A Letter to My Publisher

The purpose of this blog is to let you know something about my recently published fifth collection of poems, “The Biographer,” and to tell you where you can get copies. You can buy copies inscribed by me to you at davidmkatz59@gmail.com. Unsigned copies are available from the publisher, Dos Madres Press. Please email me to arrange readings, which I’ll be happy to give at all manner of venues. Below is a slightly edited letter I wrote accompanying the book to Robert Murphy, the executive editor of Dos Madres Press. I believe the letter can serve as an introduction to the book and a decent explanation of some of my intentions. Below that is the sonnet from the book that is reprinted on the back cover. -- DMK

 February 13, 2024

 My Dear Robert,
I am attaching "The Biographer, Poems by David M. Katz,” my new manuscript, for your consideration for publication by Dos Madres. The book title is mainly drawn from the title piece, my longest poem to date. I call it "a verse novella," especially to draw attention away from the temptation by today's readers to read every poem as a piece of the literal autobiography of the poet. The poem, while heavily researched and laden with crucial themes that are dear to me (i.e. immigration, child abandonment, the elusiveness of memory, Judaism. etc.), is entirely fictional and narrated by a woman. It's composed in strictly counted syllabic stanzas in the manner of Marianne Moore, a tutelary spirit of the poem and of the book as a whole.

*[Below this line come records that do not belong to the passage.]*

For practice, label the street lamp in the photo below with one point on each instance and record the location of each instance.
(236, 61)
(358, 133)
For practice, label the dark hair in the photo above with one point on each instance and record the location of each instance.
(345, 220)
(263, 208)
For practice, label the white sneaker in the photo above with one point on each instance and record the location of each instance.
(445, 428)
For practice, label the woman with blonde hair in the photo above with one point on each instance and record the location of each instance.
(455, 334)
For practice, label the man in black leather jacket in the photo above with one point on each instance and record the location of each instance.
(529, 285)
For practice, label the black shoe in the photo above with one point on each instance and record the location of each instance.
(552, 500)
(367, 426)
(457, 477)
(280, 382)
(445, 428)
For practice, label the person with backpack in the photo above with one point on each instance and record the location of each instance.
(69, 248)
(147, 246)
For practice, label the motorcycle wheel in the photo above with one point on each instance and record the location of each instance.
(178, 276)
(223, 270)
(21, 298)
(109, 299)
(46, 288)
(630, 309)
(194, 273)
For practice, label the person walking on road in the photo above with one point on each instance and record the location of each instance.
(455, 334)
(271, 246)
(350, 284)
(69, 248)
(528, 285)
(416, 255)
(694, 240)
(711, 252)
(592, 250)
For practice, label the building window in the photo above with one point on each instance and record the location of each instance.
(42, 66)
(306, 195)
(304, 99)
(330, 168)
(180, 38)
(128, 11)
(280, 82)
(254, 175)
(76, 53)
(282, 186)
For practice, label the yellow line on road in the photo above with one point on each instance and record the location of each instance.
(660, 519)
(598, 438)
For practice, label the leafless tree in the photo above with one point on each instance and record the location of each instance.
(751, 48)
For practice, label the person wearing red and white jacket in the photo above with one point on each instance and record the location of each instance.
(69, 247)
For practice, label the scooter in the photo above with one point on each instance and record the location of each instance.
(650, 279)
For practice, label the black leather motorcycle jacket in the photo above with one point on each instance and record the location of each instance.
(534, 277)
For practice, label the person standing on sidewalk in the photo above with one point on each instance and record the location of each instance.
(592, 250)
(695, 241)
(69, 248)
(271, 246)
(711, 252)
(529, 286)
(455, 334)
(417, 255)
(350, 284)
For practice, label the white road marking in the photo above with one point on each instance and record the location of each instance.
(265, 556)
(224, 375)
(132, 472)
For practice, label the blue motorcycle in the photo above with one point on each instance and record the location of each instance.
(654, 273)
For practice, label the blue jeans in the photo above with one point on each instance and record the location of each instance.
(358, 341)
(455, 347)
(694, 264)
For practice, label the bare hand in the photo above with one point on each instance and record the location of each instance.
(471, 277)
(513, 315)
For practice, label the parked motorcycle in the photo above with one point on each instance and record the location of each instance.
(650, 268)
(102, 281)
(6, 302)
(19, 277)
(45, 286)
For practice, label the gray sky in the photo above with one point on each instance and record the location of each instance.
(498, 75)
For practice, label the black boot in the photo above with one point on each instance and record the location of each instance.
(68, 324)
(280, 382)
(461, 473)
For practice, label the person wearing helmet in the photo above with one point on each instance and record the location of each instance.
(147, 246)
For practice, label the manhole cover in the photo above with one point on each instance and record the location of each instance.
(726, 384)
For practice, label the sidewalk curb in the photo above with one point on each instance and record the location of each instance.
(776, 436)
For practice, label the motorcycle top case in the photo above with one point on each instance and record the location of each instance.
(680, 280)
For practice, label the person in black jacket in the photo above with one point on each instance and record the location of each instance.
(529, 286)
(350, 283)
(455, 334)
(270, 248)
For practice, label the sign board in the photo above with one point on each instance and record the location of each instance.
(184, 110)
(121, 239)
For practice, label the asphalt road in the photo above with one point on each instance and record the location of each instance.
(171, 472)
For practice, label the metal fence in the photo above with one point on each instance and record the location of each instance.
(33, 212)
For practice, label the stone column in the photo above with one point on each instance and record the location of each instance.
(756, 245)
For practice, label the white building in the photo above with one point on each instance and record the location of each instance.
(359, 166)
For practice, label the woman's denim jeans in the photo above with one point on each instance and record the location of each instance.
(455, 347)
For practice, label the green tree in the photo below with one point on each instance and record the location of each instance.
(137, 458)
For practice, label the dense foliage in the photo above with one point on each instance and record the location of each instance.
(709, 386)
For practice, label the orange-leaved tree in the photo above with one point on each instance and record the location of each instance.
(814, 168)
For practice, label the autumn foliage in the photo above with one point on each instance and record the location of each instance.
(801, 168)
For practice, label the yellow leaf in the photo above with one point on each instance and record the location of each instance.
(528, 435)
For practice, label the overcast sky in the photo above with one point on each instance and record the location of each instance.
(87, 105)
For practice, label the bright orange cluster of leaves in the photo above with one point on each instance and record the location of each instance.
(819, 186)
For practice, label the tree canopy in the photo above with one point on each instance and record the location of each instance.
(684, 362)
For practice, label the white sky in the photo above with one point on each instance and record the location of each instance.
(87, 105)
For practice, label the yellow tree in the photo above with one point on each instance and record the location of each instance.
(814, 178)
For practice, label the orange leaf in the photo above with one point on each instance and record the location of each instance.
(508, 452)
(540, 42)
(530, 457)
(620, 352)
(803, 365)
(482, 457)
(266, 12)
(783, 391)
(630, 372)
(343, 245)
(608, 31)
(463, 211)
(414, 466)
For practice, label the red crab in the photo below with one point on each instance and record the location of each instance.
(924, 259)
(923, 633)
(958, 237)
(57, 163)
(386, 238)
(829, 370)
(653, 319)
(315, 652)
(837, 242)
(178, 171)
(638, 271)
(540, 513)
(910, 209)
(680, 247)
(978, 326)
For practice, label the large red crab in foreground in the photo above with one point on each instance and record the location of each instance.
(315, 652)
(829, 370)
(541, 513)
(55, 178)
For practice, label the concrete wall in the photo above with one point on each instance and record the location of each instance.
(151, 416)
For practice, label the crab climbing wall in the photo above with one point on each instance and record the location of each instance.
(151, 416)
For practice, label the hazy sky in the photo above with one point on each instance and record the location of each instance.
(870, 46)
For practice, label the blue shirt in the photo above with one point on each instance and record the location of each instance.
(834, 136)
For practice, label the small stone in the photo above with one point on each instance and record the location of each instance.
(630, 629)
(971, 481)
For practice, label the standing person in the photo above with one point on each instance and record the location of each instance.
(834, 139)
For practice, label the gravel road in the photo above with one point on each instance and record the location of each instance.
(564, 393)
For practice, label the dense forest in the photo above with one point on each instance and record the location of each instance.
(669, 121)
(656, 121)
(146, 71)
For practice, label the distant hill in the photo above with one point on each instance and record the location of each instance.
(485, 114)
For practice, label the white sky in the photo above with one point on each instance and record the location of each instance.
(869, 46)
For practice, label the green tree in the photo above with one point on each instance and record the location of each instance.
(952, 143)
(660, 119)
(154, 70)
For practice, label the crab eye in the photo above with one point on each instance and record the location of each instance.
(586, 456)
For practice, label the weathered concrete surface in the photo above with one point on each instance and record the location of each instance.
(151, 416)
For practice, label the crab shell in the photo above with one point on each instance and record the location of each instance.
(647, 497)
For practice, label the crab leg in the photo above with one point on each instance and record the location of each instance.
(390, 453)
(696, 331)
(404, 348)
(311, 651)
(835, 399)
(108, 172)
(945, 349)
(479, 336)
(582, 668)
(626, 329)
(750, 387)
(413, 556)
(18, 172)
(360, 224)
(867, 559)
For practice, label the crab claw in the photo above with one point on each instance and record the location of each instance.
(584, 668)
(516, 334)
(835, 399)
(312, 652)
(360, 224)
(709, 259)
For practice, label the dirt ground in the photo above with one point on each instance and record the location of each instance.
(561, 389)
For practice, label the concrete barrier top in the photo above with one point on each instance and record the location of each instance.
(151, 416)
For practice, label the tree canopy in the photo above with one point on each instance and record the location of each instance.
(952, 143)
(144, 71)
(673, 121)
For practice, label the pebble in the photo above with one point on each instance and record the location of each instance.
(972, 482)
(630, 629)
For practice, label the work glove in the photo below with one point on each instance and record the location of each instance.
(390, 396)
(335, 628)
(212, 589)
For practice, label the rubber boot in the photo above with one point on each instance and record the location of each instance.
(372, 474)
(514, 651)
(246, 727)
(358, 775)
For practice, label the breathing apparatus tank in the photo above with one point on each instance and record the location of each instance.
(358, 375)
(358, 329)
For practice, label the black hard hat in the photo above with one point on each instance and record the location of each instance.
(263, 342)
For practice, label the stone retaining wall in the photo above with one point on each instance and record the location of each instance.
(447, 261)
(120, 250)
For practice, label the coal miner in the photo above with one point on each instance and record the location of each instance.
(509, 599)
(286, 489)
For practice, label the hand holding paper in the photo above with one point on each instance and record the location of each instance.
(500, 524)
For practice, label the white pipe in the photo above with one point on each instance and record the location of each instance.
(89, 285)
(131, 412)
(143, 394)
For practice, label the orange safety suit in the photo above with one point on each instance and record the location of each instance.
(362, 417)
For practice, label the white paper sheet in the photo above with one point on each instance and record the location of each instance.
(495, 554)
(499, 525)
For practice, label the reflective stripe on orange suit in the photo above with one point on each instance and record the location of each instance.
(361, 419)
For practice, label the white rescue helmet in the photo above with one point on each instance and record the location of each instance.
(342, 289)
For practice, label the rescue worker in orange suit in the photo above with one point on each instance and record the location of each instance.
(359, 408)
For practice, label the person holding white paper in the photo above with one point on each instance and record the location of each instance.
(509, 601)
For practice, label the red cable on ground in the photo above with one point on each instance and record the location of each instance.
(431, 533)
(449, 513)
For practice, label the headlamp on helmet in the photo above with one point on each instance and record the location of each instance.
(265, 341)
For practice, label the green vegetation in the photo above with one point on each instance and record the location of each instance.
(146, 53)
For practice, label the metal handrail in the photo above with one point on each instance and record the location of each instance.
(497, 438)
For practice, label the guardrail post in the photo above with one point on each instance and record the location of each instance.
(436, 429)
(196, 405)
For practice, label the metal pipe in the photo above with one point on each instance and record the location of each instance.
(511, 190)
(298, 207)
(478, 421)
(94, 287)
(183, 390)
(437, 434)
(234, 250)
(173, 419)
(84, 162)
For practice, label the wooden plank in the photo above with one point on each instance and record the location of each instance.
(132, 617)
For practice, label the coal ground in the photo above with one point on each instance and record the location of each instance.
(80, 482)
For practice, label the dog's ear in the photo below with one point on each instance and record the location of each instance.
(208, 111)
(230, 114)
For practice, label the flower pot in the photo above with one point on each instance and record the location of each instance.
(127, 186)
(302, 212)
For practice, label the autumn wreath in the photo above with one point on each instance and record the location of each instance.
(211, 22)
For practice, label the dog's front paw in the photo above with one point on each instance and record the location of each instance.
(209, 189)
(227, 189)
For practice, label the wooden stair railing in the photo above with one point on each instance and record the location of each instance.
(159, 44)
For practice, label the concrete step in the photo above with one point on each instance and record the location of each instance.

The book title also encompasses the other poems of the book, practically all of which I'd call "biography-adjacent"-- i.e. autobiographical, memoirish, personated. Early family drama and recollections play a central part, as do my usual cast of presiding poetic deities, this time including the likes of Hart Crane, Cavafy, Delmore Schwartz, Poe, Dickinson, Joyce, Pound, Rilke, Miss Moore, as well as your glorious self, represented by an epigraph. We abide in the paradise of other poets.

I have ordered the poems and assigned them page numbers with an eye toward providing the shorter poems with their ideal mates on facing pages and to providing a single verso-recto spread for the two-page poems.

I am attaching a photo of myself in a straw hat, which I think might be a welcome change. If you choose to accept the book, I will as always put myself in the hands of Elizabeth [Murphy, Dos Madres artist and designer] in terms of the cover and design. I am attaching visuals which she might find appropriate and/or stimulating. The Miró painting is the one I refer to in "Miró’s Intention"; the others are suggestive of scenes in the long poem.

 This book is very close to my soul. I hope it will find some connection to yours.

 With deep respect,

David

David M. Katz

Are You Still Drinking, Dad?

Are you still drinking, dad? He wouldn’t say
At first, or, rather, couldn’t. I’d never asked,
And he may have wondered if he’d got away
Without the need to answer for his lapse.
I thought it was a decade since he’d quit.
It might have been. He might have had one shot,
A rye to ease the future shock a bit;
Sweet Gypsy Rose; cheap peach or apricot
Liqueur. I said I’d be a father soon,
And he was miles away across the phone
On some highway with a cowboy tune
Fading far behind. He always drank alone.
It’s now or never, dad, I might have said.
Before my son was born my dad was dead.